Clearly, he didn’t find the step up too difficult.
“It’s probably just a bit faster,” he says. “I thought it would have been more physical. I didn’t think it was too hard.”
Not bad for someone who didn’t think he was good enough.
“From when I took that break to coming into my first game last year, it kind of just clicked. I just felt like I could breathe again and was much better. But I still didn’t think I was good enough to be where I am now.
“As I’ve progressed as I’ve kept playing on and had new coaches they kind of all part of my development.”
Playing provincial rugby alongside veterans such as Ace Malo and Craig Clare and helped him improve his game too.
“I remember watching Ace when I was younger. It was pretty unreal to play beside him, yeah, I learnt a lot of him.

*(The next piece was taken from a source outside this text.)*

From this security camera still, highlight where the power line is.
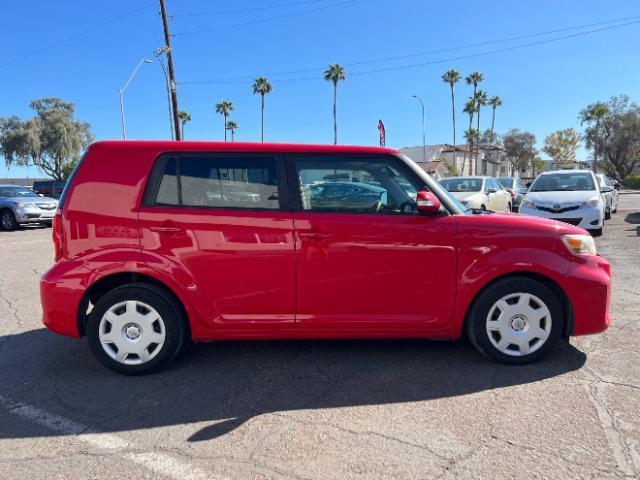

And Craig taught me a lot.”
Waitokia is not sure what where he’ll be playing next year. He’s open to another season for Wanganui or a move to a bigger Mitre 10 Cup union if the phone rings.
“I mean, I don’t mid staying in Heartland another year. If someone comes up with an offer I’d consider it, definitely.”
But he is set on becoming a professional.
And on the reception he received at the Rugby Awards it seems people are taking notice.
“It’s pretty cool to get people coming up to you, just for people to know your name.”